Water oxidation takes place at the anode, whereby O2 is generated by harvesting energy from light waves. These light waves supply energy to the electrons present in the anode material and enable these electrons to travel via the external circuit to reach the cathode material. Here, the cathode material and the received electrons lead to the formation of H2.

So far, finding photoelectrochemical systems that efficiently perform this process has been very difficult due to many reasons. TiO2 is a popular and extensively used photoanode material. But this material can only absorb high-energy light—that is, energy from light in the ultraviolet region.

Since it is more desirable to manipulate the energy from longer-wavelength light, TiO2 can be combined with noble metals such as silver or gold, to make it sensitive to visible light. But this approach would prove very costly in terms of commercial applications.

To resolve this challenge, a team of researchers from Tokyo Tech developed the world’s first visible-light photoanode made of cobalt-doped TiO2. Cobalt is an earth-abundant material.

The researchers’ study was published in the ACS Applied Materials & Interfaces journal. The study describes the process of photoanode fabrication, which is unexpectedly simple. In this process, thin TiO2 films are produced onto a substrate using a typical procedure, and cobalt is subsequently introduced by submerging the films into a solution containing aqueous cobalt nitrate.

This study demonstrates that a visible light-driven photoelectrochemical cell for water oxidation can be constructed through the use of earth-abundant metals without the need for complicated preparation procedures.

Kazuhiko Maeda, Study Lead and Professor, Department of Chemistry, Tokyo Institute of Technology

Using numerous types of scanning electron microscopy and spectrometry analyses, the scientists discovered the particular structure and composition of the cobalt-altered surface of the TiO2 photoanode to find out how cobalt enables the TiO2 material to absorb visible light to move electrons and promote the oxidation of water.

It was found that in addition to capturing visible light and transferring charges (electrons) at the TiO2 interface, cobalt domains also act as catalytic sites that cause the oxidation of water. The scientists also discovered that the performance of the final modified photoanode is affected by the structure of the base TiO2 thin film, apparently by enabling a better or worse accommodation of the atoms of cobalt.

The fabrication parameters can be modified to easily alter the TiO2 film structure. This technique enabled the researchers to perform various tests to get a better understanding of this phenomenon.

Despite this, more studies still need to be carried out because the design of the photoanode will have to be further improved to enhance the charge transfer process, which takes place between the TiO2 substrate and the cobalt atoms, to obtain higher water oxidation rates.

Nonetheless, the recommended water oxidation system is non-sacrificial, which provides a major benefit. To put this in simpler terms, the materials used do not depend on energy-rich oxidants, reductants, or both (that is, sacrificial reagents).

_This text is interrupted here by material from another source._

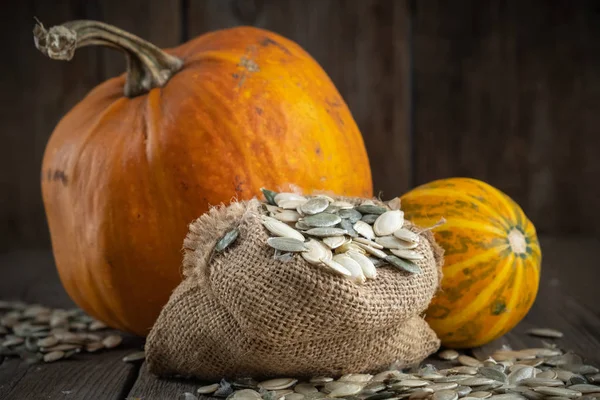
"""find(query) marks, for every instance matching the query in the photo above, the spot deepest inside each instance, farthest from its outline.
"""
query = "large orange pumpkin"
(492, 259)
(144, 154)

So far, cobalt-sensitized water photooxidation systems had been comprised of powder-based photocatalysis, which work only in the presence of a sacrificial electron acceptor. Therefore, the present study also demonstrates sacrificial reagent-free visible-light water splitting using a cobalt-sensitized semiconductor material (TiO2).

Kazuhiko Maeda, Study Lead and Professor, Department of Chemistry, Tokyo Institute of Technology

It is hoped that the study will act as a step forward to all those researchers who are struggling to realize low-cost water splitting to guarantee a greener future.